Honestly, I had no idea what to expect from that name, and found myself expecting some tacky strange plantings. I couldn’t have been more wrong. The MosaicCultures exhibit was extraordinary beyond words, life changing, and (for my grammar friends) “literally awesome.
There were forty or so installations. As you walked into the garden there was a cute sculpture of a row of lemurs, about 5 feet high and 10 feet long, consisting completely OF LIVE GROWING PLANTS! Next was an exhibition featuring the skyline of Montreal, entirely of living plants!
We were already so glad we had come to the exhibition, even Lee and Colby. Then, the exhibitions got bigger and bigger and we were astounded by their beauty. First of the big exhibits was “The man who planted trees”
The man was about 20 feet tall with larger than life horses and dog. The manes and tails of the horses and the fur of the dog were all created out of grasses. I love the flowery meadow through which the horses were running and upon closer inspection I found that there was a collection of plants designed to be blooming throughout the entire season that the exhibition was open!

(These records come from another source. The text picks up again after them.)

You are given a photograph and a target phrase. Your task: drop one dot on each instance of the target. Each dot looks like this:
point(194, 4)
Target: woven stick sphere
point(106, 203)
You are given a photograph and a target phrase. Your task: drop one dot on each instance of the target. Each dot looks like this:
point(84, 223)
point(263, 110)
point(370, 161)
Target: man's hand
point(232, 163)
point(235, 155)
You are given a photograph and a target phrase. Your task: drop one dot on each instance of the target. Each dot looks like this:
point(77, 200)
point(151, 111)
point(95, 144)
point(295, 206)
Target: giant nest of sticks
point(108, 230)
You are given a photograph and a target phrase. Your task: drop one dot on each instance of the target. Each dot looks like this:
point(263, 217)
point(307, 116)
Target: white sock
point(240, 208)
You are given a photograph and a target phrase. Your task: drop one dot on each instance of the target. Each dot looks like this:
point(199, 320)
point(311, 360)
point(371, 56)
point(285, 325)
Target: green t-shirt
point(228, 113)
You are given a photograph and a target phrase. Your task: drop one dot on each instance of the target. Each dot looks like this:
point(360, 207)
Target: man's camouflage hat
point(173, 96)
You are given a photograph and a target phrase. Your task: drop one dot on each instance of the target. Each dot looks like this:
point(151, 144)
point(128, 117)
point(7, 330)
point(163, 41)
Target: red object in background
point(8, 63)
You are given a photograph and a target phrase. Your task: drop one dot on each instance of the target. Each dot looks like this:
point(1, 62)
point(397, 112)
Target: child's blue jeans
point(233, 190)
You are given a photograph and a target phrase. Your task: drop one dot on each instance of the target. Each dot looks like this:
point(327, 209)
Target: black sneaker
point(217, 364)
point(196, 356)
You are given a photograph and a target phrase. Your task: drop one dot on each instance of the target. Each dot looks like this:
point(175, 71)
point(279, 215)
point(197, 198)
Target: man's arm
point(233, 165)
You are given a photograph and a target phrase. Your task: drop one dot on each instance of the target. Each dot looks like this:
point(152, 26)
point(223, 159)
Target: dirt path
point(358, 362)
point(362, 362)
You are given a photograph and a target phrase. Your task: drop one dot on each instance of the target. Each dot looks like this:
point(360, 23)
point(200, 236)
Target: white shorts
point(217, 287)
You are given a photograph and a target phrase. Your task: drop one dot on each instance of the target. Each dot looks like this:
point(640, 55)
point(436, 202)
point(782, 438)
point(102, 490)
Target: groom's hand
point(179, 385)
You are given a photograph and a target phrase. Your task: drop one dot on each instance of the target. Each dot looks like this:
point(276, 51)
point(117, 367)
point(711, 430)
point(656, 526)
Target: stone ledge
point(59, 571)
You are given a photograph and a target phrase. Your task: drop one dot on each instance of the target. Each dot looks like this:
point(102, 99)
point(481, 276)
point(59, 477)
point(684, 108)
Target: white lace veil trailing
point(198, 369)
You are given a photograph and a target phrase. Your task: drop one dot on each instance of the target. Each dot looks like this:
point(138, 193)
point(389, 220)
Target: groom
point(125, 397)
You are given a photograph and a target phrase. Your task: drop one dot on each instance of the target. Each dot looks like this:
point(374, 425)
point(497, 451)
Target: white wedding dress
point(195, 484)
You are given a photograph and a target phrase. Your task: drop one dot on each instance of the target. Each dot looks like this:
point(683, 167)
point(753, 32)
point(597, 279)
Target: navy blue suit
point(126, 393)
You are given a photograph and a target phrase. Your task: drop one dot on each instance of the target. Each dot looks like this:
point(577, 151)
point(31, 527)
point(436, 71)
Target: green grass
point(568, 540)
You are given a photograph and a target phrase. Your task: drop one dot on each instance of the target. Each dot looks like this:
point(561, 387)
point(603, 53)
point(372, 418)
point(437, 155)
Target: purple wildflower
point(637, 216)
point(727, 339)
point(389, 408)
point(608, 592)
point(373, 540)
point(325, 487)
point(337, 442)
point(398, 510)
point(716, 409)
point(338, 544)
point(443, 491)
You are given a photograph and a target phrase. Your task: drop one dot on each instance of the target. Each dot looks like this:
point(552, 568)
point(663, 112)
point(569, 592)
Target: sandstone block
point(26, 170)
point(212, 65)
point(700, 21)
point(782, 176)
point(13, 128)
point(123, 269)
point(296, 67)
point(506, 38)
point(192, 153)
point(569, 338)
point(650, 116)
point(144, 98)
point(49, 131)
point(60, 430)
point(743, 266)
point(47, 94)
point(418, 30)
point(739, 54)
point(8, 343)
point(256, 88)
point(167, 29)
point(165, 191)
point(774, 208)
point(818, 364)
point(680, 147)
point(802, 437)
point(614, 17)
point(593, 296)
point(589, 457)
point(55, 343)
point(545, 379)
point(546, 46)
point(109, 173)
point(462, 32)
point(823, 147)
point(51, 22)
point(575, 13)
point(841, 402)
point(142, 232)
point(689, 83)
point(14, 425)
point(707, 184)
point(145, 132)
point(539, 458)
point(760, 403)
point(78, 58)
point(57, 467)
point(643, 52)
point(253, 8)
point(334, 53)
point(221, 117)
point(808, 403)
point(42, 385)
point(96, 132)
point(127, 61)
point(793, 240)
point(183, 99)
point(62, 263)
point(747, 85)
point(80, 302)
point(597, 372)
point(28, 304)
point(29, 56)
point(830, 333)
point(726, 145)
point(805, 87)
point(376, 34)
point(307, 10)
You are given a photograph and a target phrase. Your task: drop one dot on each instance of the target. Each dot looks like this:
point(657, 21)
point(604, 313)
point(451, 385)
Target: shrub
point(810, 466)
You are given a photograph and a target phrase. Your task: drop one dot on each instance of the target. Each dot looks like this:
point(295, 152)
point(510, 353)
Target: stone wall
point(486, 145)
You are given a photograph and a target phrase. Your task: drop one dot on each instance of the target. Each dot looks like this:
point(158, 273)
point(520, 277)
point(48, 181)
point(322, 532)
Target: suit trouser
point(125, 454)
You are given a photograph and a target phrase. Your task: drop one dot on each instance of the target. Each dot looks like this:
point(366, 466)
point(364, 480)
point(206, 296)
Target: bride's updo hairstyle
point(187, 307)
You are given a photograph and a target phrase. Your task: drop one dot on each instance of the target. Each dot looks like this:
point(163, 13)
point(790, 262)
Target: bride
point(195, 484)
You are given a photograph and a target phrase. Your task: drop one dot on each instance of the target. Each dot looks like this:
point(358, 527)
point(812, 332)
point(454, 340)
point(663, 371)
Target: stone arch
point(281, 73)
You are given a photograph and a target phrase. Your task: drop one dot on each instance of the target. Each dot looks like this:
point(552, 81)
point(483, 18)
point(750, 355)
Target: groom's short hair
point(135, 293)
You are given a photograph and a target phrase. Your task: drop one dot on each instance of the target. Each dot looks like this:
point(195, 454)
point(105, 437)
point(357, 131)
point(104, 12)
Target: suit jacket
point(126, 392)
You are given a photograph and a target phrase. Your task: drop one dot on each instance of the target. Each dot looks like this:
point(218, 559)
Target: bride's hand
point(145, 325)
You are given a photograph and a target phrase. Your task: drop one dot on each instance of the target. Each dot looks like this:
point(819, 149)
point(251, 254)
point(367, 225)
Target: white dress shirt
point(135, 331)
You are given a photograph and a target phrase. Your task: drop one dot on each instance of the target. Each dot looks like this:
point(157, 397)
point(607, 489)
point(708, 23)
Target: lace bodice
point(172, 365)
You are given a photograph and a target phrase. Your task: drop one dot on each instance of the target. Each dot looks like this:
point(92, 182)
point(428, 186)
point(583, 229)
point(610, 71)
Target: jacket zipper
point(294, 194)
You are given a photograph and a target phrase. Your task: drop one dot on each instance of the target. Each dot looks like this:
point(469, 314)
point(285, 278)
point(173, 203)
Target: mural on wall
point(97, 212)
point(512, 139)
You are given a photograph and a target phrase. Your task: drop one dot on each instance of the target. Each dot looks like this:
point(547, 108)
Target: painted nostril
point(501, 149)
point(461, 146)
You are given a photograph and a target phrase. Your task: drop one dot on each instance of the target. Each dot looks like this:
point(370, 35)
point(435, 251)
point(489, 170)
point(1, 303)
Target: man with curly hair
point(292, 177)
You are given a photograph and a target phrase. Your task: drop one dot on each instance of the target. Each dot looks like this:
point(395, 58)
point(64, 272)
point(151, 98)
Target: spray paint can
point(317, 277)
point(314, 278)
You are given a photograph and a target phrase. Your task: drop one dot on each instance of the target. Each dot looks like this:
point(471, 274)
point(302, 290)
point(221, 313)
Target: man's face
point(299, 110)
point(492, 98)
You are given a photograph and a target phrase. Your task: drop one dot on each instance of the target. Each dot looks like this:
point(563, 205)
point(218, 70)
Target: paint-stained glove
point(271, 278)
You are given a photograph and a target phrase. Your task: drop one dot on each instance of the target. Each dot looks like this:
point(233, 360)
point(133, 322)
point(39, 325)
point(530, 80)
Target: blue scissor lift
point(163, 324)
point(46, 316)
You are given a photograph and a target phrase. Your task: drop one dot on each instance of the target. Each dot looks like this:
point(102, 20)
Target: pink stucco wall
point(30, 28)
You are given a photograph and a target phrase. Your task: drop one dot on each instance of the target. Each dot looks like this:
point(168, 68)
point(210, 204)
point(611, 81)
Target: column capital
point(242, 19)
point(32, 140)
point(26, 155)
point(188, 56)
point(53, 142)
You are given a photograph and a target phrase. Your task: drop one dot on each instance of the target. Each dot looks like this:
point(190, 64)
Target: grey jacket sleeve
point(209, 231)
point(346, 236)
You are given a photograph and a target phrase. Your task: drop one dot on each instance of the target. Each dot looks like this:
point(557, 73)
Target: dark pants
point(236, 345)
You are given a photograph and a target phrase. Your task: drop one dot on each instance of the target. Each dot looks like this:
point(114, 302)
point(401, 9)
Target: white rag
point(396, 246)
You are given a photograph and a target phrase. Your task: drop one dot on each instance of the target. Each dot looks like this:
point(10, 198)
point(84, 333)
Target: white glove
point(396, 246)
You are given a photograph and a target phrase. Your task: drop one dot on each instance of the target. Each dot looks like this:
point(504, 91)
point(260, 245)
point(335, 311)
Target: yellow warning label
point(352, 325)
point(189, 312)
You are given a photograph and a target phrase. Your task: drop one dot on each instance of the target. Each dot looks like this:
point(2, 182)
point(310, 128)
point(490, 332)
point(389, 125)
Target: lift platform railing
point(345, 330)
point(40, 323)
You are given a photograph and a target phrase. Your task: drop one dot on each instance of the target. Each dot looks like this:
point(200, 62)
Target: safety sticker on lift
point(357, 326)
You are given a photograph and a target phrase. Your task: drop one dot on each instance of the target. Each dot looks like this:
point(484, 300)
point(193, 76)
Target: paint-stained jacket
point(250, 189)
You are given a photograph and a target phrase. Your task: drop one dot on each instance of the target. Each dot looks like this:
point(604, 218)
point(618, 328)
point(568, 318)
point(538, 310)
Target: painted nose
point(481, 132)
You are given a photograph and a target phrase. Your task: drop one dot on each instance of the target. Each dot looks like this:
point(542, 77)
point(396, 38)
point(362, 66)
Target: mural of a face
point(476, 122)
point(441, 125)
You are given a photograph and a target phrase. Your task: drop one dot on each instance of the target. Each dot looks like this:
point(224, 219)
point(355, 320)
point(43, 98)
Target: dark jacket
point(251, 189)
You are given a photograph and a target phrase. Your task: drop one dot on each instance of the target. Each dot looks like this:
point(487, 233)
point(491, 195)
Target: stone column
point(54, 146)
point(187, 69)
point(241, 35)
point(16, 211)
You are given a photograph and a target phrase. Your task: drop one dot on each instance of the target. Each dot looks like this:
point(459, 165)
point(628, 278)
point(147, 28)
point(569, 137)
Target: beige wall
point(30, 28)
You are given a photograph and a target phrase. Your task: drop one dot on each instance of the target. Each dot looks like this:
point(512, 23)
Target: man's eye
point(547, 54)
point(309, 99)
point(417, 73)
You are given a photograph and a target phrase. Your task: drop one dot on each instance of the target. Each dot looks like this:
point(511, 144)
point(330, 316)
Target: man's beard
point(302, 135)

Another impressive exhibit was the Viking installation. A salute to Norse gods, it began with a Tree god contracted of different Ivies growing on the trunk of a tree. Behind the tree begins the serpent , who weaves its way over under and around the other elements of the exhibition. At the end of the Viking section, the serpent is captured by a giant hands of one of the Viking Gods reaching out of the ground.
The climax of the exhibition came when you rounded a corner and the largest installation appeared: Mother Earth!
Mother Earth’s peaceful face with closed eyes and cascading hair was close to 40 feet tall. Her hands reached up out of the ground holding deer in her left hand and her right hand held a waterfall with a bald eagle.
Big and small, every part of this event in Montreal was amazing. So good that I really want to follow MosaicCultures around the world. The next MosaicCultures is in Turkey, next summer. Maybe I will go!